Tras el devastador incendio de 2025: Avanzan las gestiones para obtener el permiso de demolición de la ex sede del Club Deportivo Arcoíris
La tesorera de la institución, Patricia Andrade, detalló a Chiloé News el recorrido administrativo que ha debido enfrentar la directiva y anunció que el permiso de demolición podría concretarse en un par de semanas.
Castro, miércoles 12 de agosto.– El Club Deportivo Arcoíris se encuentra en la etapa final del proceso administrativo para obtener el permiso de demolición del inmueble ubicado en la esquina de las calles Gamboa con Los Carrera, un recinto que los vecinos observan con preocupación y que la propia institución reconoce como un riesgo para el entorno.
Así lo señaló a Chiloé News la tesorera del club, Patricia Andrade, quien explicó que la tramitación ha tomado varios meses. «Ha sido más lento de lo que nosotros hubiésemos querido, pero vamos bien», indicó la dirigenta.
Según detalló, la directiva ingresó primero la carpeta al Departamento de Obras de la Municipalidad de Castro, instancia que la devolvió observada y derivó los antecedentes al Consejo de Monumentos Nacionales, dado que el inmueble se emplaza en zona típica. Obtenida esa aprobación, el expediente volvió a Obras, donde se les exigió repetir la desratización del recinto porque el certificado anterior se encontraba vencido.
Ese es precisamente el trámite en curso. La jornada de este miércoles concentró en el lugar a personal de la Seremi de Salud, de la Autoridad Sanitaria, de la empresa a cargo del control de plagas, dirigentes del club y funcionarios de Carabineros. A ellos se sumaría personal municipal para el retiro de especies, luego de que se detectara que personas habían estado pernoctando en el interior del edificio.
«Este trámite se demora un par de semanas y de ahí, si todo sale bien, deberíamos volver a Obras para finalmente obtener lo que nosotros esperamos, que es el permiso de demolición», afirmó Andrade.
Consultada sobre la voluntad de la institución frente a los tiempos administrativos, la tesorera sostuvo que la directiva habría querido resolver el tema desde el primer día, pero que se han encontrado con una dificultad tras otra.

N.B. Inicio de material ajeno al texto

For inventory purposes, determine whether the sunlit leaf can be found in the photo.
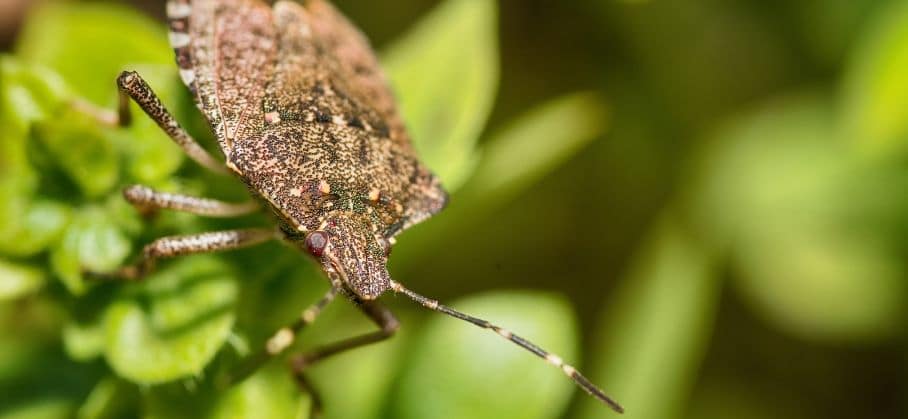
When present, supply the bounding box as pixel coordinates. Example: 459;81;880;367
76;377;138;419
0;399;73;419
50;207;132;295
842;2;908;155
300;301;418;419
16;2;173;106
0;55;72;133
383;0;498;190
105;256;237;383
695;97;906;340
0;200;70;257
32;110;120;197
580;216;721;419
393;291;578;419
0;259;45;301
208;363;309;419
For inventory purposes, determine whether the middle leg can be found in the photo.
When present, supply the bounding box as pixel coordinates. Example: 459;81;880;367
123;185;259;217
91;228;278;281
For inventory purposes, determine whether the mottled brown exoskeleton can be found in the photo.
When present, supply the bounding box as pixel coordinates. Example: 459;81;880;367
101;0;622;412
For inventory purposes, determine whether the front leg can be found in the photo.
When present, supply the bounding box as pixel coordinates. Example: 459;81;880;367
123;185;259;218
117;71;227;173
91;229;278;281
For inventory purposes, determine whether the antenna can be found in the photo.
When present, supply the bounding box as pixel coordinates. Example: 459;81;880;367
391;281;624;413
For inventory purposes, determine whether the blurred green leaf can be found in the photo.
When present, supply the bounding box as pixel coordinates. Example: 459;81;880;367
842;2;908;155
0;199;70;257
383;0;498;191
579;215;721;419
393;291;578;419
209;363;309;419
32;109;120;198
0;259;45;302
693;96;906;340
0;399;73;419
104;256;237;384
0;54;72;134
63;321;105;361
50;206;132;295
299;301;417;419
463;93;608;208
16;2;173;105
76;377;138;419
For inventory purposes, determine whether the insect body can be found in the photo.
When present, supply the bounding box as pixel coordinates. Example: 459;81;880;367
104;0;621;412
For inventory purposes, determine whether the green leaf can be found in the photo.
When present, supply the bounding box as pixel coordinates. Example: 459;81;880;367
0;200;70;257
842;2;908;155
299;301;417;419
104;256;237;384
0;399;73;419
33;109;120;197
208;363;309;419
50;206;131;295
383;0;499;191
393;291;578;419
694;97;908;341
0;259;45;301
16;2;173;105
463;93;608;208
579;215;722;419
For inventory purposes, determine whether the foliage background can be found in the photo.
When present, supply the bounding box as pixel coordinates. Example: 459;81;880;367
0;0;908;419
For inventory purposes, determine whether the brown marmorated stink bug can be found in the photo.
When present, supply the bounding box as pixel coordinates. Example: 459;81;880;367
90;0;622;412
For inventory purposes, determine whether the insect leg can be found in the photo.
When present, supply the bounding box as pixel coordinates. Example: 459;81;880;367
123;185;259;217
290;299;400;416
391;281;624;413
223;286;337;388
290;301;400;374
117;71;227;173
90;229;278;281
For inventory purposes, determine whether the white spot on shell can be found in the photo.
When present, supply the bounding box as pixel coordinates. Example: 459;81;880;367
561;364;577;377
300;309;318;324
167;1;192;19
265;327;293;355
180;68;195;84
265;112;281;124
169;32;191;48
318;180;331;195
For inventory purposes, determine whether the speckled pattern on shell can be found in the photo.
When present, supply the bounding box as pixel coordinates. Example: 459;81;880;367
168;0;447;299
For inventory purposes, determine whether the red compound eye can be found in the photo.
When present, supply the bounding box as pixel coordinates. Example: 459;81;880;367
381;239;391;257
306;231;328;257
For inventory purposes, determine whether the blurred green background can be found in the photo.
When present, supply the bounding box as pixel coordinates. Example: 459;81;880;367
0;0;908;419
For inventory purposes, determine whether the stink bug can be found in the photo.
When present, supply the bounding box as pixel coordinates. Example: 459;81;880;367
99;0;622;412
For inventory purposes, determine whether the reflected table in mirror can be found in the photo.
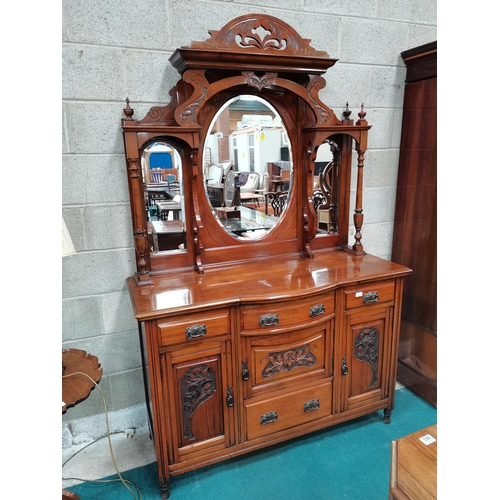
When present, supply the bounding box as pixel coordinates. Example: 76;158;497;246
148;220;186;252
156;201;181;221
219;205;279;236
240;193;266;207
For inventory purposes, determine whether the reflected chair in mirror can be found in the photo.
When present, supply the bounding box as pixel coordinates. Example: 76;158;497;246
240;172;260;193
162;168;177;182
265;191;288;217
156;194;181;221
151;168;163;184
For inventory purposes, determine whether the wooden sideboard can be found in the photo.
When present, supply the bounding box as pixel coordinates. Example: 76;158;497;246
122;14;411;497
392;42;437;406
128;251;410;497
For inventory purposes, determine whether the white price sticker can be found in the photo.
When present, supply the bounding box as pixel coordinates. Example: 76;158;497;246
420;434;436;445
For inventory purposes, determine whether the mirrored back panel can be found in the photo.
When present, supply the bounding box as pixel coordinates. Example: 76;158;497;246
122;14;370;285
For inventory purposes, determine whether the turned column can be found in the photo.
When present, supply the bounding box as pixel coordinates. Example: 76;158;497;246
352;104;367;253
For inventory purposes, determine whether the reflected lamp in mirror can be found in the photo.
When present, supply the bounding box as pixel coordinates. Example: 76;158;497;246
62;219;76;257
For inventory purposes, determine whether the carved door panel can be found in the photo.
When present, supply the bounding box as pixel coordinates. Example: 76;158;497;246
164;341;234;463
340;307;393;411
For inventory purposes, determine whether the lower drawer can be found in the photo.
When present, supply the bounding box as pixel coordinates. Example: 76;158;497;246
245;379;333;440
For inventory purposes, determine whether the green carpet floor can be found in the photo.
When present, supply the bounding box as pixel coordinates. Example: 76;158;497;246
68;388;437;500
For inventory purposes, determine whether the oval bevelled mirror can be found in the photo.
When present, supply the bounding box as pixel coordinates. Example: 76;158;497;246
141;140;186;253
204;95;293;239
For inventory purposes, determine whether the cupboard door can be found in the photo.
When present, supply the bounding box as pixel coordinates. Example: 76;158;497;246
340;307;393;411
164;341;235;464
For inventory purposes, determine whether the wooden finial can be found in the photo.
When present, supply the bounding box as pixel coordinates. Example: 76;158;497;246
358;103;366;121
123;97;134;120
342;102;351;120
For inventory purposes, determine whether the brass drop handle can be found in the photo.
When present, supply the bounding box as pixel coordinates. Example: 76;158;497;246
363;292;378;304
186;325;207;339
309;304;325;318
259;314;279;326
342;358;349;375
304;399;319;413
260;411;278;425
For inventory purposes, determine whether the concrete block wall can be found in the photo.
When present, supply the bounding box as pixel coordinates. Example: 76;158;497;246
62;0;437;446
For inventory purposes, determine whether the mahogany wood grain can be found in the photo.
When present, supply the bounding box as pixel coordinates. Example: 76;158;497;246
127;251;411;321
62;349;102;500
122;14;411;498
392;42;437;406
62;349;102;413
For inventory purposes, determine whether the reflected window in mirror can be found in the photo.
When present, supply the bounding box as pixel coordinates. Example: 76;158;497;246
141;140;186;253
204;95;293;239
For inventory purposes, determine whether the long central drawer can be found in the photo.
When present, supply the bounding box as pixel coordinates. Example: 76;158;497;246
241;292;335;335
245;378;333;440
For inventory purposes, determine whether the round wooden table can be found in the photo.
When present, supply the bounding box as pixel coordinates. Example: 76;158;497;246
62;349;102;500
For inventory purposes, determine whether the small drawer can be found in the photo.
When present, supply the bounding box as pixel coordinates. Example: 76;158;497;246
245;379;333;440
157;309;231;346
241;293;335;334
344;281;395;309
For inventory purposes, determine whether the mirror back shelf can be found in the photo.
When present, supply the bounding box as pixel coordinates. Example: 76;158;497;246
122;14;370;286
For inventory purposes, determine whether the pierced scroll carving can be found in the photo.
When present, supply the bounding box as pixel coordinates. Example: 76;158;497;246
354;328;380;387
242;71;278;91
259;314;279;326
201;15;328;57
181;366;216;441
261;344;317;378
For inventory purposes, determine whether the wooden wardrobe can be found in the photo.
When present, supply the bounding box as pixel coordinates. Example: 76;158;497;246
392;42;437;406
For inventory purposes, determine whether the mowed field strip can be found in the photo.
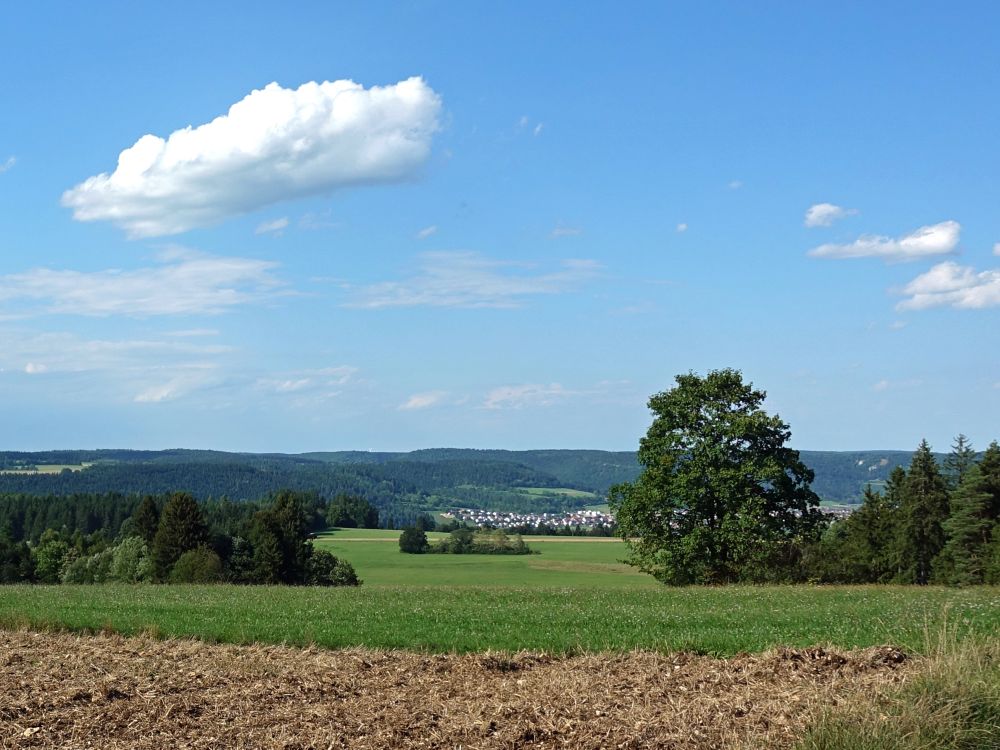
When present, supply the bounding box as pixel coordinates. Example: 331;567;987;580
0;529;1000;655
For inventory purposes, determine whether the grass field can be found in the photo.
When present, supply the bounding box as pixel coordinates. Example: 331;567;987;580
0;584;1000;655
315;529;644;590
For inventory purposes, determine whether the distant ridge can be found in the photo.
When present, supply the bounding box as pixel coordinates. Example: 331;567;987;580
0;448;943;508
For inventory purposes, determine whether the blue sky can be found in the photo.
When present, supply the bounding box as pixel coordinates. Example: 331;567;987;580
0;2;1000;451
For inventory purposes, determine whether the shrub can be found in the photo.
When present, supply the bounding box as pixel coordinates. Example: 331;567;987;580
399;526;428;555
306;549;361;586
170;546;222;583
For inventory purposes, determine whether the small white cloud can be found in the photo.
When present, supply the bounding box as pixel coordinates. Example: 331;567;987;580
399;391;448;411
346;252;601;309
299;209;343;229
896;261;1000;310
872;378;923;391
166;328;219;338
253;216;288;235
809;221;962;261
62;78;441;237
804;203;858;227
549;222;583;238
0;248;283;317
483;383;573;409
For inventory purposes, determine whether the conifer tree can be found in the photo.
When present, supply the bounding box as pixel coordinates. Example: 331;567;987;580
153;492;208;581
944;433;976;490
937;466;994;585
132;495;160;544
898;440;948;584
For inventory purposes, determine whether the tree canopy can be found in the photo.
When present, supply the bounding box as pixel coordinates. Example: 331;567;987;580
610;369;821;584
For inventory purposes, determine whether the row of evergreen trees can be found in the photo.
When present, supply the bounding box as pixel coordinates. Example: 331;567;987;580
806;435;1000;585
0;491;362;586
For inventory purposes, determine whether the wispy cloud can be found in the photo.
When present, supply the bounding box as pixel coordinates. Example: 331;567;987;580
803;203;858;227
399;391;448;411
896;261;1000;310
483;383;574;409
346;252;600;309
0;248;283;317
0;330;233;403
62;78;441;237
253;216;288;235
549;222;583;238
809;221;962;261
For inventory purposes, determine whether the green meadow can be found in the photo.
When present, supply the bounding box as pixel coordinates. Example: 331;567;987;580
314;529;659;590
0;529;1000;655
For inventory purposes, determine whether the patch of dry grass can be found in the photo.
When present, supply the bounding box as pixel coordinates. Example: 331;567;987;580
0;631;913;750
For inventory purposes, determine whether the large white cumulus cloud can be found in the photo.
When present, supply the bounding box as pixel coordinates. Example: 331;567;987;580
62;78;441;237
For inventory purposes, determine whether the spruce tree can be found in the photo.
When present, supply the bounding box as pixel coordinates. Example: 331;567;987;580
153;492;208;581
939;466;994;585
944;433;976;490
899;440;948;585
132;495;160;544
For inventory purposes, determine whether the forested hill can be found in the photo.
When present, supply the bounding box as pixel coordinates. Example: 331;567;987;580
0;448;932;514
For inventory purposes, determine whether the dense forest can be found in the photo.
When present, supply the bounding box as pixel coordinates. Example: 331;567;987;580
0;448;943;526
0;490;379;586
804;435;1000;585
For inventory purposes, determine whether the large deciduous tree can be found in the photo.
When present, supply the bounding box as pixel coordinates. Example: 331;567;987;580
610;369;822;584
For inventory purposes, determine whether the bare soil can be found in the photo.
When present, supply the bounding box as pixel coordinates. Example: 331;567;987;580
0;632;915;750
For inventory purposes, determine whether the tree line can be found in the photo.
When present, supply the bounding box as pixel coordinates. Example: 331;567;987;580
0;490;379;586
609;369;1000;585
807;435;1000;585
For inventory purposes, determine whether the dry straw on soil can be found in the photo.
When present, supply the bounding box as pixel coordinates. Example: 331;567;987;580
0;632;911;750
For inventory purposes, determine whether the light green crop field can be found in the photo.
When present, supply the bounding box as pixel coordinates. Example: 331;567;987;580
0;581;1000;655
517;487;597;497
0;464;92;474
314;529;644;590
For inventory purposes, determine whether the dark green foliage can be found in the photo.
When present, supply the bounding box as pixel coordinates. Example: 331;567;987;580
306;549;361;586
805;488;902;583
252;490;312;584
132;495;160;544
170;546;222;583
610;370;822;584
399;526;428;555
153;492;208;581
943;434;976;490
898;440;948;584
31;529;72;583
935;466;994;585
326;495;379;529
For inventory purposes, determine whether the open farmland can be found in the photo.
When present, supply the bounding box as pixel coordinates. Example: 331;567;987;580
0;632;914;750
0;584;1000;655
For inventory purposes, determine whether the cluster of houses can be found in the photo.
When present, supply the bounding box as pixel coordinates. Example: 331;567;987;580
441;508;615;529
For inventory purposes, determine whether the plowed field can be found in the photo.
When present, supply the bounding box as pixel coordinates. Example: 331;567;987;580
0;631;913;750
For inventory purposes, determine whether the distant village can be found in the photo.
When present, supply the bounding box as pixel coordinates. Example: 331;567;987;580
441;508;615;529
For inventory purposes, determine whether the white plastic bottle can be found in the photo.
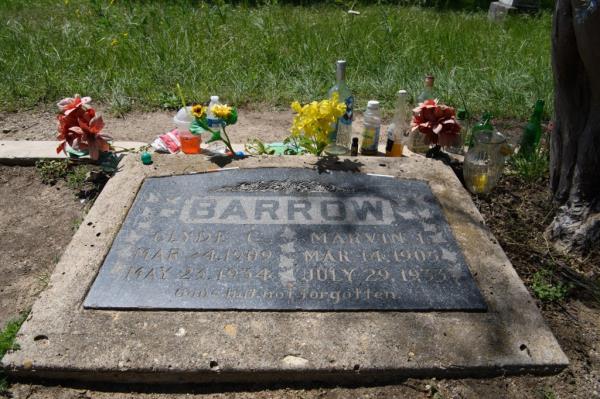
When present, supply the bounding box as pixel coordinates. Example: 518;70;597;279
206;96;222;130
385;90;410;157
360;100;381;155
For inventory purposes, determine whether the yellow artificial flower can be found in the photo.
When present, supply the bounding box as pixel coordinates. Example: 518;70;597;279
292;101;302;112
211;104;231;119
290;93;346;141
192;104;206;119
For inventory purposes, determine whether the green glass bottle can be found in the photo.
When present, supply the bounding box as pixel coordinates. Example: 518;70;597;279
467;112;495;148
519;100;544;159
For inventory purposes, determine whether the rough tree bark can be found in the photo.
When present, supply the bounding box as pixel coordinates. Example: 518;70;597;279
546;0;600;254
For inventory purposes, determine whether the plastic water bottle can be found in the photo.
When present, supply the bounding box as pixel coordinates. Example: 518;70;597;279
206;96;222;130
360;100;381;155
385;90;410;157
325;60;354;155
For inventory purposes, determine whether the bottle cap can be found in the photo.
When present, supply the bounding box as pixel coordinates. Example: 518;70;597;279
367;100;379;109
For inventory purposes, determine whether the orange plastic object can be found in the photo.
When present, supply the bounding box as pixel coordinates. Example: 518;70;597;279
179;132;201;154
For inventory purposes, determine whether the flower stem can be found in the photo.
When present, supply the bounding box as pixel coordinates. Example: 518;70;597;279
221;125;235;156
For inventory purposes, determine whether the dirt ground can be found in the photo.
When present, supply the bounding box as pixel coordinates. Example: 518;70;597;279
0;112;600;399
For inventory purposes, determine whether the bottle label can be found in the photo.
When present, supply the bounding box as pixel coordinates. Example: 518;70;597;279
361;126;379;151
387;123;396;141
340;96;354;125
206;118;222;129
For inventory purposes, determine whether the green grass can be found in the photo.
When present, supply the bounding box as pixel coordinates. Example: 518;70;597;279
531;269;571;302
509;149;550;183
0;312;29;395
0;0;552;118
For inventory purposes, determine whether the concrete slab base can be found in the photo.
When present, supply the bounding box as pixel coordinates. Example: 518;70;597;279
2;155;568;383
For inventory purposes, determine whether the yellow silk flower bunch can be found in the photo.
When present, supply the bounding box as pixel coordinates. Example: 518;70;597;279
290;93;346;155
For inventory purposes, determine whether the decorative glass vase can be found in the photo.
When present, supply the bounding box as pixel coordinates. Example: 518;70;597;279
463;130;510;194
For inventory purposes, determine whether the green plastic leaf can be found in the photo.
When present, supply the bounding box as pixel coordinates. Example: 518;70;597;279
206;130;223;144
225;107;237;126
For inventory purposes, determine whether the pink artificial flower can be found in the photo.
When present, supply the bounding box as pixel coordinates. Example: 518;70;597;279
411;100;461;146
69;108;112;160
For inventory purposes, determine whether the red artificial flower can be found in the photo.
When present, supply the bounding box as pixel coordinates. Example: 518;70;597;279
411;100;461;146
69;108;112;160
56;95;112;160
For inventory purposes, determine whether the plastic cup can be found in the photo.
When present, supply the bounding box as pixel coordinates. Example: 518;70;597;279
179;132;201;154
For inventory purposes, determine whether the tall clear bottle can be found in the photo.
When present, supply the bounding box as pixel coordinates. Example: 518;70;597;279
417;75;437;105
206;96;221;130
325;60;354;155
408;75;438;154
360;100;381;155
385;90;410;157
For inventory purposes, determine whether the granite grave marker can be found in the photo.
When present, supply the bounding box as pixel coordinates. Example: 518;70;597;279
84;168;486;311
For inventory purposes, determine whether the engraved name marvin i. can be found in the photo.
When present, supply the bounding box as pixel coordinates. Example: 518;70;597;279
84;169;486;311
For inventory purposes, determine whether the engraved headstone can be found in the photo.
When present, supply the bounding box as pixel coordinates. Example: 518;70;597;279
84;168;486;311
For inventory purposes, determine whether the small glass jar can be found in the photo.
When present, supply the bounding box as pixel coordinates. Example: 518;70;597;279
463;130;510;194
179;132;201;154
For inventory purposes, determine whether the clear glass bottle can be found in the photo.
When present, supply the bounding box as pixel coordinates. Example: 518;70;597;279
206;96;221;130
467;112;495;148
463;130;510;194
360;100;381;155
325;60;354;155
385;90;410;157
350;137;358;157
417;75;438;105
444;108;469;155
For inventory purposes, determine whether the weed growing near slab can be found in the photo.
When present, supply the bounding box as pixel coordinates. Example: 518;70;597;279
510;149;550;183
67;165;89;192
0;0;552;118
531;269;570;302
0;312;29;394
35;160;69;184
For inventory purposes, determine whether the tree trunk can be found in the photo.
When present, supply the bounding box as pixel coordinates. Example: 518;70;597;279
546;0;600;254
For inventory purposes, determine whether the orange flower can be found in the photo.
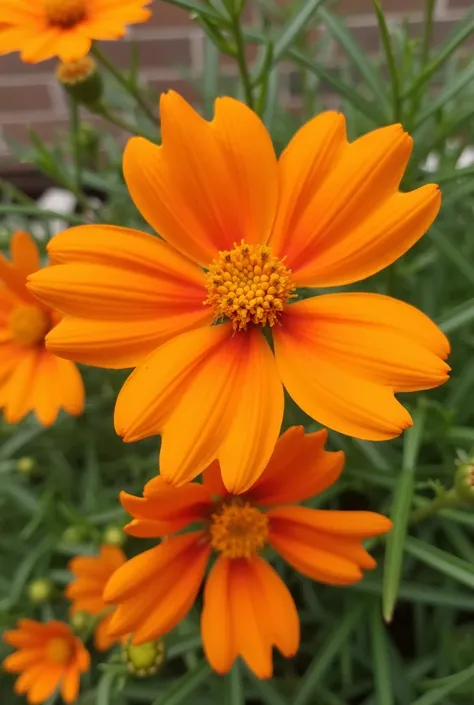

De todos modos, valoró la disposición de los servicios públicos involucrados: «Hemos encontrado de parte de las oficinas buen apoyo, hartas conversaciones, harto diálogo».
Andrade reconoció además que el estado del inmueble representa un peligro para los vecinos, las viviendas colindantes y las oficinas del sector, y que ese es el motivo central de la gestión: «Lo único que nosotros queremos como directiva es terminar con la demolición y poder dejar a todo el mundo tranquilo».
En esa línea, apuntó a la dificultad de mostrar avances cuando el trabajo ocurre en oficinas públicas y no en el terreno, lo que puede dar la impresión de que el recinto está abandonado.
Finalmente, la dirigenta dirigió un mensaje a la comunidad del sector. «Estamos todos, yo creo, intentando que esto resulte y para allá vamos», señaló, junto con agradecer la paciencia de los vecinos durante todo este tiempo.